Stumped at the pump

Q: Hey Ace hole, I have an auto with a diesel engine and all’s been lovely ’til recently. Diesel has always been cheaper than gasoline, or about the same as regular. However, lately gasoline has dropped to as low as $1.64 per gallon while diesel is still over $2 at most stations. What gives? Has someone forgotten to set the pumps back?—Donald Pump

A: Come on, Donald, we’re not talking Daylight Savings Time here. But always intrigued by a question involving money and fancy distressed jeans, the intrepid Ace set out to solve this case the only way he knows how: By jumping into the Acemobile and hot-rodding all over Charlottesville in search of tell-all gas station signage.

   Now, like Ace, the Acemobile is relatively uncomplicated. Feed it gas and it’ll go. Thus, unaccustomed to seeking out the rare diesel fuel watering hole around town, the search in the Acemobile proved quite an odyssey. However, at long last, Ace pulled into the parking lot of Coastal Goco Oil Company on Harris Street. The sign said it all: $1.73 for regular unleaded, $1.83 for unleaded plus, $1.93 for super unleaded and a whopping, bank-breaking $1.99 for diesel.

   Hot on the story’s trail, Ace stormed Goco’s office. There, Ace encountered, like a human holy grail, one Harry Montague, President of Goco Oil Co. Montague had all the simple answers to this question that Ace had feared would be too number-addled for Ace’s creative-type brain.

   Montague’s answer, delightfully, was straight out of Adam Smith: Supply and demand, baby, supply and demand. He explained that during the summertime, diesel inventory usually builds up because people aren’t using it as much. So much for “usually.” Last summer, diesel consumption reached a record high (Montague couldn’t cite numbers) and, as a result, there was no surplus of diesel left over for folks to dip into during the long winter months.

   “It’s the first time I remember fuel and diesel prices not going down in the summer at all,” he said, also citing fuel sent overseas and a record harvest in the Midwest (which means more diesel consumption) as factors in the case of the disappearing diesel.

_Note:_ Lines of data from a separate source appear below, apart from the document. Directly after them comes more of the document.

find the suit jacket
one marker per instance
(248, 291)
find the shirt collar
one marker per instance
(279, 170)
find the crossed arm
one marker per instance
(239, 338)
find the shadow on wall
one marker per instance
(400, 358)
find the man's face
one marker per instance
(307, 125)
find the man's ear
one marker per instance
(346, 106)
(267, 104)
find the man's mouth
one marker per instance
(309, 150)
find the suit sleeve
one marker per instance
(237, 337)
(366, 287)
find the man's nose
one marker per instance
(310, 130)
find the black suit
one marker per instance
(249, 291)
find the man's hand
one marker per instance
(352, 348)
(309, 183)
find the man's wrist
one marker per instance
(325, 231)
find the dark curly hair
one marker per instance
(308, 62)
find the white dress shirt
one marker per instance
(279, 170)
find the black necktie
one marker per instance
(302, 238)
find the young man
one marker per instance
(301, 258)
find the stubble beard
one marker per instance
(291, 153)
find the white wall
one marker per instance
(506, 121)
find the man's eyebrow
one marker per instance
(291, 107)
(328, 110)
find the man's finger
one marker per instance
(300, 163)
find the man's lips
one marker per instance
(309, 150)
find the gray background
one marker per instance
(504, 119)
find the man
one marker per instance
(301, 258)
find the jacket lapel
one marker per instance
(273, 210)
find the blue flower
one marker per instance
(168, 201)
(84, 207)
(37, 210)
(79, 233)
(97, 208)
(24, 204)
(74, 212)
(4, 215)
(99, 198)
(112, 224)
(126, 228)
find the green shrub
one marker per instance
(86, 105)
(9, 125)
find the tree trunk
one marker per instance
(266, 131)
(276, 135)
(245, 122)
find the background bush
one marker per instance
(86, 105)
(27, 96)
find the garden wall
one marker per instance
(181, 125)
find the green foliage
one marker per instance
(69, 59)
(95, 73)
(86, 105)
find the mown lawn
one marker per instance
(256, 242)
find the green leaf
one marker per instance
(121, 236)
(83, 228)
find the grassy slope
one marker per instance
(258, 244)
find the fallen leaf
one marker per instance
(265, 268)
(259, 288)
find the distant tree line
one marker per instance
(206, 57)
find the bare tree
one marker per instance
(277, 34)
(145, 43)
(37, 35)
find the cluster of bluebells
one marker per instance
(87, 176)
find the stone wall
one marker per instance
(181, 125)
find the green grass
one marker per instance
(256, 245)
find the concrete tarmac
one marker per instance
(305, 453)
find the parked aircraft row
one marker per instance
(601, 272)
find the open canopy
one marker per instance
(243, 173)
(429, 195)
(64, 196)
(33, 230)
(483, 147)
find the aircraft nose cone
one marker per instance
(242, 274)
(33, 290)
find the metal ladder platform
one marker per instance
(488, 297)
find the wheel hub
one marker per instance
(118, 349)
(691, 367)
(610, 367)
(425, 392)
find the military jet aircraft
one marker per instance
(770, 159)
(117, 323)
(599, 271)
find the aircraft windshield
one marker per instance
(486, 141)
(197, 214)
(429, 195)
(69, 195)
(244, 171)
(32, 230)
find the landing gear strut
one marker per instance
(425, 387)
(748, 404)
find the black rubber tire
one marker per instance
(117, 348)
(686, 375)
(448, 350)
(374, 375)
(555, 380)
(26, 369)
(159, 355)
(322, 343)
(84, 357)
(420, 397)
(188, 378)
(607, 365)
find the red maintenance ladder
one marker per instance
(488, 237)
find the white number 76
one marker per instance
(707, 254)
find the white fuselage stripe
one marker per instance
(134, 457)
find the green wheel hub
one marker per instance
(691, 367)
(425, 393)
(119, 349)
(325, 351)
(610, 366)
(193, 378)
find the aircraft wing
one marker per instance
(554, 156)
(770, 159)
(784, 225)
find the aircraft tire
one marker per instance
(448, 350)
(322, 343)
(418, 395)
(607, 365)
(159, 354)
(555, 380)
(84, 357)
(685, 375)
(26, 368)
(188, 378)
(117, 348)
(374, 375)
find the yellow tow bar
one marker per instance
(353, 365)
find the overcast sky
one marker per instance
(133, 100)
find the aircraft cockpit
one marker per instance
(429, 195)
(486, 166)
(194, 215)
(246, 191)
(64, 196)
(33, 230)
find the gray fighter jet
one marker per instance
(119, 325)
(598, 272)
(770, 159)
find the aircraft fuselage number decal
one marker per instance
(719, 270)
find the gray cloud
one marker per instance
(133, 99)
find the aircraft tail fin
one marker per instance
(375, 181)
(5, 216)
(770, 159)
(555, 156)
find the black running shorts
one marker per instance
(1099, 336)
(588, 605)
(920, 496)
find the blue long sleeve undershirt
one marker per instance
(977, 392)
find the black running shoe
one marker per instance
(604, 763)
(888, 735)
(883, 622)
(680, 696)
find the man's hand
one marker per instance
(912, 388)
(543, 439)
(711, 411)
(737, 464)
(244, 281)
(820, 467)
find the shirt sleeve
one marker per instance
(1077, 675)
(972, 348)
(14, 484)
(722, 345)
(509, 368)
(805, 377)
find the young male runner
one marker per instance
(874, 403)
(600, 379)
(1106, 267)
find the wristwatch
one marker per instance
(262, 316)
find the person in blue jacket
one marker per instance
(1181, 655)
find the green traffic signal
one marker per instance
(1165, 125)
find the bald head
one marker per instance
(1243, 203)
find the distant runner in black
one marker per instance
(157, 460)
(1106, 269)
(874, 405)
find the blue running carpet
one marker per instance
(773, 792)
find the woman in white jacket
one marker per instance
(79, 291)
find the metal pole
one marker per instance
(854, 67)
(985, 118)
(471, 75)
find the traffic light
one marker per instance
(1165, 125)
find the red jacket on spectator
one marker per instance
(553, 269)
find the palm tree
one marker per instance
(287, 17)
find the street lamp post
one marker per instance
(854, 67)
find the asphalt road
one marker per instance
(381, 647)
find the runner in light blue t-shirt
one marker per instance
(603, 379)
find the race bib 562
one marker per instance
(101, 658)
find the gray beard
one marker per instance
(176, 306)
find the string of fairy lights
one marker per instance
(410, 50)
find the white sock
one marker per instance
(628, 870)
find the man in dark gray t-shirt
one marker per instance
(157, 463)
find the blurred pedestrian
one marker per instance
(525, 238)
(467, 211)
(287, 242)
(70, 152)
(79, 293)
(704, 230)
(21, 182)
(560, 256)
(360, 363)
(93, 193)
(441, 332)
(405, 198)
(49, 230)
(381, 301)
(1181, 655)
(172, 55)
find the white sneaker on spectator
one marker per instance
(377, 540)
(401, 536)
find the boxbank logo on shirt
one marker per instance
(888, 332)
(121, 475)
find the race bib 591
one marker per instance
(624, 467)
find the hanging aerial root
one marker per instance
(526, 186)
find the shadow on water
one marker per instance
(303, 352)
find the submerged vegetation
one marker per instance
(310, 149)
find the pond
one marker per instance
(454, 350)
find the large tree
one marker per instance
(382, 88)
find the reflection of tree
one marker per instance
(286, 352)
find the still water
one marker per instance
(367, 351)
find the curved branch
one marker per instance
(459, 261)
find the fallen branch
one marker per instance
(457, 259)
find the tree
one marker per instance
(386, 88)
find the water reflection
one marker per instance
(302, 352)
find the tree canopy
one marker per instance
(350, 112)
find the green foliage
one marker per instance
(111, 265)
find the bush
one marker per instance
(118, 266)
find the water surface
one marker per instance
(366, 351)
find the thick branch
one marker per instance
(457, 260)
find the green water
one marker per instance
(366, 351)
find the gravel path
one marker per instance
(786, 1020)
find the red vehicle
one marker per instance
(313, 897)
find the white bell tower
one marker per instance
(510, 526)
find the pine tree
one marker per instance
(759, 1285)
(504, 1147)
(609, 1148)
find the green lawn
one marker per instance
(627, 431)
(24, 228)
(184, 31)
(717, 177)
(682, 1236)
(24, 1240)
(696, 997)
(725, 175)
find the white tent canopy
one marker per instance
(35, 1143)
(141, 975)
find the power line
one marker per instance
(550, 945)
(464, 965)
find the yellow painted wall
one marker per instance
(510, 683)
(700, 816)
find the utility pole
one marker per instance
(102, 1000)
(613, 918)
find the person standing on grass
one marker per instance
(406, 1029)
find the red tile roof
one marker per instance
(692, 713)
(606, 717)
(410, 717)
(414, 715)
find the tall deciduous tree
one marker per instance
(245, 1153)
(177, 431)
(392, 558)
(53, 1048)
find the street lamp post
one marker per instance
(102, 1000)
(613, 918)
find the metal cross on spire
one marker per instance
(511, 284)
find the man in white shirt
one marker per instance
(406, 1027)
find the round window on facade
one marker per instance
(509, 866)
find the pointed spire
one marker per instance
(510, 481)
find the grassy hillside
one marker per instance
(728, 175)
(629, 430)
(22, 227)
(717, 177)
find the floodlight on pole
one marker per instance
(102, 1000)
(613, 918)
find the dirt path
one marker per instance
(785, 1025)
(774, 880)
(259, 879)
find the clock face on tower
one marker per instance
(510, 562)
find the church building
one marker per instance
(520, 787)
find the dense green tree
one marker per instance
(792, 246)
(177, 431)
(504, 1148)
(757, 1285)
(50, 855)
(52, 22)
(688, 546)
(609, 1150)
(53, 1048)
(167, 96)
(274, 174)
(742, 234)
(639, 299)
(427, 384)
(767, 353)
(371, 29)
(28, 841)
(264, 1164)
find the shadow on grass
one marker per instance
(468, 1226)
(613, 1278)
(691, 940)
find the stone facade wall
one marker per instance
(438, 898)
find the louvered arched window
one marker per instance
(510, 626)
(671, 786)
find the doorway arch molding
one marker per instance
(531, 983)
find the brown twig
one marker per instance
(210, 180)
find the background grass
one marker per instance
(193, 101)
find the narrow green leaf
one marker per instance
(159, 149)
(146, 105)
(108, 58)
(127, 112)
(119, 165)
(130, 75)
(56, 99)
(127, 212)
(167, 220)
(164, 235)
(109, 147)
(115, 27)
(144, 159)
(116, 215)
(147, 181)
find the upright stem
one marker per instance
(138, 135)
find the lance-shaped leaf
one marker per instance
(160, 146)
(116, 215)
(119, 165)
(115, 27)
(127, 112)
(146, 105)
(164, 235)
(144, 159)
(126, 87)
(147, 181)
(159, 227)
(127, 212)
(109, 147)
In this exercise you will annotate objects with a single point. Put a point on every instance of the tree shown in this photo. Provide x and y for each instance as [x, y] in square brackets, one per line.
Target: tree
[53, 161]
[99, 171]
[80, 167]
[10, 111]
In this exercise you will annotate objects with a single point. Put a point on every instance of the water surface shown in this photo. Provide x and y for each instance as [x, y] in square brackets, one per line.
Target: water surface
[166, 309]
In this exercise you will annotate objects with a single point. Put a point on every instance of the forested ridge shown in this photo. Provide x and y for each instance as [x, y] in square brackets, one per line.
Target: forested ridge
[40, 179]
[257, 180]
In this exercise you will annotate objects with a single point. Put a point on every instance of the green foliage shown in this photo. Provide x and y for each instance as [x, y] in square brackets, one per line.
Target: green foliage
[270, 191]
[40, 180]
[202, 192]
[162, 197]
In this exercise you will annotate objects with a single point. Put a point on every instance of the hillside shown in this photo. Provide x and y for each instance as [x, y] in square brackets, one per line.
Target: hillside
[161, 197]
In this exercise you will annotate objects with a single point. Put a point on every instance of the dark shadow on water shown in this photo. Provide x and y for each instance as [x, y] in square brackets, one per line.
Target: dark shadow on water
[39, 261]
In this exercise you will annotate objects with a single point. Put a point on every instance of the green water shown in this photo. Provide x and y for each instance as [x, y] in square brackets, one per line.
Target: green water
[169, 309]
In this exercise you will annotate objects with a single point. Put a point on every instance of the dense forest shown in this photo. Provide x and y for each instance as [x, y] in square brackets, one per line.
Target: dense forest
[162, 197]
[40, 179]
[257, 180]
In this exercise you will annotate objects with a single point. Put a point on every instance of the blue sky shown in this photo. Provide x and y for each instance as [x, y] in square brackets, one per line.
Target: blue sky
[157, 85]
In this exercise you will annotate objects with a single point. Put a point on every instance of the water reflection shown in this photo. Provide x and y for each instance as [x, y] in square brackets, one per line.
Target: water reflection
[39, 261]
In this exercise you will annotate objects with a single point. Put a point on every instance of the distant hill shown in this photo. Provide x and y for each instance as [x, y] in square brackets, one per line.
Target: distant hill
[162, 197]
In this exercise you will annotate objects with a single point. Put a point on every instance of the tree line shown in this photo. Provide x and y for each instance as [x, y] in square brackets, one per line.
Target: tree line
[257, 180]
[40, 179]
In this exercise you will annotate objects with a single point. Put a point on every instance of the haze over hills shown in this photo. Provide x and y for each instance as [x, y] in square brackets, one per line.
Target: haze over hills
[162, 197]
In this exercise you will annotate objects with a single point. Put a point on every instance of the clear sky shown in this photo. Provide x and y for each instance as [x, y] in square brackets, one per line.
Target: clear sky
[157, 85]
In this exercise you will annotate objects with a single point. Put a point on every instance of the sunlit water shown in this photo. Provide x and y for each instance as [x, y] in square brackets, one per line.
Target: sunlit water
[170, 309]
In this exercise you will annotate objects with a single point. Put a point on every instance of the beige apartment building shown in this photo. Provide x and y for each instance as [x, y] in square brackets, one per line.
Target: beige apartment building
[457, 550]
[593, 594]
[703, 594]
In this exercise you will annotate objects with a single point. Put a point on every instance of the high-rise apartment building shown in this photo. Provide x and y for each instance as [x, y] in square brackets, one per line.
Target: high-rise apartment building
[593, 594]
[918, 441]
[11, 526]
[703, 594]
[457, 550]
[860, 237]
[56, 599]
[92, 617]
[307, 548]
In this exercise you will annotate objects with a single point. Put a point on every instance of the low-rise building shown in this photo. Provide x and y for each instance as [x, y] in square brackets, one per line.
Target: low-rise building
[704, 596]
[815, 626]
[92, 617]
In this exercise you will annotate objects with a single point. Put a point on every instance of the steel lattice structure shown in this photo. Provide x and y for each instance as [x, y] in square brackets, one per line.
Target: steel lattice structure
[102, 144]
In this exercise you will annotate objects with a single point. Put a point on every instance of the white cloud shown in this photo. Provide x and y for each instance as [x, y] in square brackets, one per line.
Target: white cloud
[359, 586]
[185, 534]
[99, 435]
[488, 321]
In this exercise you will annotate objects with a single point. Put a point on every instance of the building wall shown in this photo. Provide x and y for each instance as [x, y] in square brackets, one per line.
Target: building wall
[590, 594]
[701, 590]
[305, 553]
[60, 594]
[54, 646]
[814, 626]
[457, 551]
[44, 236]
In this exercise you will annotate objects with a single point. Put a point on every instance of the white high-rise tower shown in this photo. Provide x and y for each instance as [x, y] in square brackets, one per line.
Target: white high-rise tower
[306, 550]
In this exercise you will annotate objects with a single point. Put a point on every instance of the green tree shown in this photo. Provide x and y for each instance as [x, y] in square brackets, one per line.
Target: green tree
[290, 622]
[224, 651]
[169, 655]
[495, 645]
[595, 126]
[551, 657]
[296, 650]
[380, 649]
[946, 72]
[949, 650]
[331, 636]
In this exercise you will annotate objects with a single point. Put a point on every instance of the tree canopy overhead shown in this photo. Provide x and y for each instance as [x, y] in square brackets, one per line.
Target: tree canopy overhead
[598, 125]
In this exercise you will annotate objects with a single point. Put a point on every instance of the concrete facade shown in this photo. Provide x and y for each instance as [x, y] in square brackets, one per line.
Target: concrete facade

   As for whether he sees prices going down anytime soon, Montague is not optimistic. He mentioned how OPEC is talking about decreasing production, which is clearly not going to help the situation. All diesel drivers can pray for is that Punxsutawney Phil will grant an early spring and with the warm weather will get people out of their cars, bringing a reprieve in the diesel pricing game.

   “It’s been a yo-yo all year,” says Montague. “They change prices on us once a day, sometimes twice a day if the market’s wild. It’s been a roller coaster.” Ace just wonders whether we’re on our way up or on our way down.